CBC slashing staff by 20%, moving to mobile under five-year plan

The CBC has unveiled a five-year strategy, which will involve a shift from TV to mobile platforms and the loss of between 1,000 and 1,500 jobs – about 20% of the Canadian public broadcaster’s workforce.

hubert t lacroixThere will also be a move away from in-house production to acquired programming, CBC president and CEO Hubert T. Lacroix (pictured) said in a meeting with staff addressing the pubcaster’s ‘2020 strategy’.

The 2020 five-year plan will mean deep job cuts in addition to those already announced following the decision to cut C$130 million (US$121 million) from the 2014 budget and slash over 650 jobs.

Speaking about the 2020 plan, Lacroix said that the focus will move away from TV and radio. “We used to lead with television and radio. Web came and then mobility came. We are reversing, we are inverting the priorities that we have,” he said.

The broadcaster said the strategy, which it dubbed ‘A Space for Us All’ will transform the pubcaster ‘from the traditional to the modern, and aims to better serve Canadians through three fundamental shifts: the digital, the individual and the sustainable’.

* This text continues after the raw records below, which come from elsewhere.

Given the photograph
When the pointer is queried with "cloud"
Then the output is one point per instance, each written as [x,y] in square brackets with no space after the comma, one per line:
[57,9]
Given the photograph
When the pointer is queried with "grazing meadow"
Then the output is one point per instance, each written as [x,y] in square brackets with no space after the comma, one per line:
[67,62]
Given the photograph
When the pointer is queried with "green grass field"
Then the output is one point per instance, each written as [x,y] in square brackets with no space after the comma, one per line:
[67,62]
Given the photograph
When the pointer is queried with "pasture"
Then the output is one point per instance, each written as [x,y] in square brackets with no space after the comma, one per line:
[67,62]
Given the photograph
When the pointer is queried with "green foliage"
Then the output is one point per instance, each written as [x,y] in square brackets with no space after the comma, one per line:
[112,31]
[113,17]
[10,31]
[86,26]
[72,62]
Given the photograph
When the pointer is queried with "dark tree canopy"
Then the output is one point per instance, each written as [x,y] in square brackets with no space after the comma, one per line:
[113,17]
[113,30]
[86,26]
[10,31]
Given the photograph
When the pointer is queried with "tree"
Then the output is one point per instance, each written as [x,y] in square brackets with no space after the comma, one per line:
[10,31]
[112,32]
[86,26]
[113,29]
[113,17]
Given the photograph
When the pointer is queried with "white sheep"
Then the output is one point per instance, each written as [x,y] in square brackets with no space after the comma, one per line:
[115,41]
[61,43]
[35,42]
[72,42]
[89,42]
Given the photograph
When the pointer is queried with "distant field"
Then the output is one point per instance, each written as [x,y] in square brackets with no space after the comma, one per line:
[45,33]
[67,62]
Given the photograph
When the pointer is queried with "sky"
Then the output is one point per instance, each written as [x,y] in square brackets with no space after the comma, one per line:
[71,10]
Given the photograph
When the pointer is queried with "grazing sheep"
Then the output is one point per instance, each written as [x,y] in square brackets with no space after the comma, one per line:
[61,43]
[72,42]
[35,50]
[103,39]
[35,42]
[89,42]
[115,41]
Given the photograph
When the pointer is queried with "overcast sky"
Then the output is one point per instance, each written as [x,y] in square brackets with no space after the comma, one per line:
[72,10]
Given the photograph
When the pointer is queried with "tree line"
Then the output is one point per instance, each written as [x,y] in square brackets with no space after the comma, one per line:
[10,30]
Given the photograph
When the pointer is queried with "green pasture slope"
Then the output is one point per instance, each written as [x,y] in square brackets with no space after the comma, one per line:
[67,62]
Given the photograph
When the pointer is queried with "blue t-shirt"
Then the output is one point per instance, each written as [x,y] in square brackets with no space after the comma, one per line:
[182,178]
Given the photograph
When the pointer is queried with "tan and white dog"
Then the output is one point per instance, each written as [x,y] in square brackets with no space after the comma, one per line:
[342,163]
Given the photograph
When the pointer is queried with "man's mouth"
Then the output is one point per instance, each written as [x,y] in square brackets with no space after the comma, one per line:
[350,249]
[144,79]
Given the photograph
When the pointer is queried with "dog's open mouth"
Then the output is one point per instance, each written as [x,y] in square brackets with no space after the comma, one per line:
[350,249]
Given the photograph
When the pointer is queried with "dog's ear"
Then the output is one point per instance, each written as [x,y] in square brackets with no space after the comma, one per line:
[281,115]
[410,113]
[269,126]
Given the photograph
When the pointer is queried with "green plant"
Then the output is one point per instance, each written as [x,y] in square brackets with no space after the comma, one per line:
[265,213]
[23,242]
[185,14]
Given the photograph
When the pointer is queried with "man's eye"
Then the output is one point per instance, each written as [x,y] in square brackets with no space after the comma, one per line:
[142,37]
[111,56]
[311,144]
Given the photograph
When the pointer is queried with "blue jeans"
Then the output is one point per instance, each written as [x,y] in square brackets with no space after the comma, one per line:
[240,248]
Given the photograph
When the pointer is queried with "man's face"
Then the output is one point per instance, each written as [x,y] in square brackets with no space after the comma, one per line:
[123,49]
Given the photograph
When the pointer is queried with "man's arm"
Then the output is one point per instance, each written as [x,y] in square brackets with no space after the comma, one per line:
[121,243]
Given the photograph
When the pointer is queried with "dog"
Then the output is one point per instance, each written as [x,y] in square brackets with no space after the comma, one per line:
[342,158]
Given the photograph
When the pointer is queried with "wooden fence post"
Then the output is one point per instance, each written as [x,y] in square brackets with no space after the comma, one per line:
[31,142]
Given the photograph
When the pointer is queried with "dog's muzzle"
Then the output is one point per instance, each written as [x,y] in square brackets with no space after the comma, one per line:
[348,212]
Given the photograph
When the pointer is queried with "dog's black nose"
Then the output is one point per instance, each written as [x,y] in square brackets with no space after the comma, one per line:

“In the past seven years, the most painful and frustrating task for me has been to implement one round after another of reductions to respond to a changing environment and balance the budgets,” Lacroix said in a statement. “We need to find a path to sustainability. This time, these changes – and some of them will be difficult – will allow us to end up in a better place.”

Newscasts will be reduced in length and supported with the addition of online and mobile content and the pubcaster will also reduce its in-house programming output. That will provide an opportunity for international distributors, notably in the factual space, assuming the broadcaster maintains the same level of output. Lacroix said: “To be the public broadcaster, we don’t need to be always the producer.”

Friends of Canadian Broadcasting, the independent group that monitors the Canadian content sector, immediately slammed the 2020 strategy and called for Lacroix to step down. It said the 2020 plan will leave the CBC “smaller and weaker”.

“Lacroix should resign,” said the group’s spokesman Ian Morrison. “He is helping [prime minister] Stephen Harper drive CBC into the ground. Today he told CBC’s employees that the government is the shareholder. That’s false: all Canadian are shareholders.”

He added: “This plan and Lacroix’s shameful statement are a betrayal of the values of public broadcasting. This new plan will also make CBC less accessible for many Canadians.”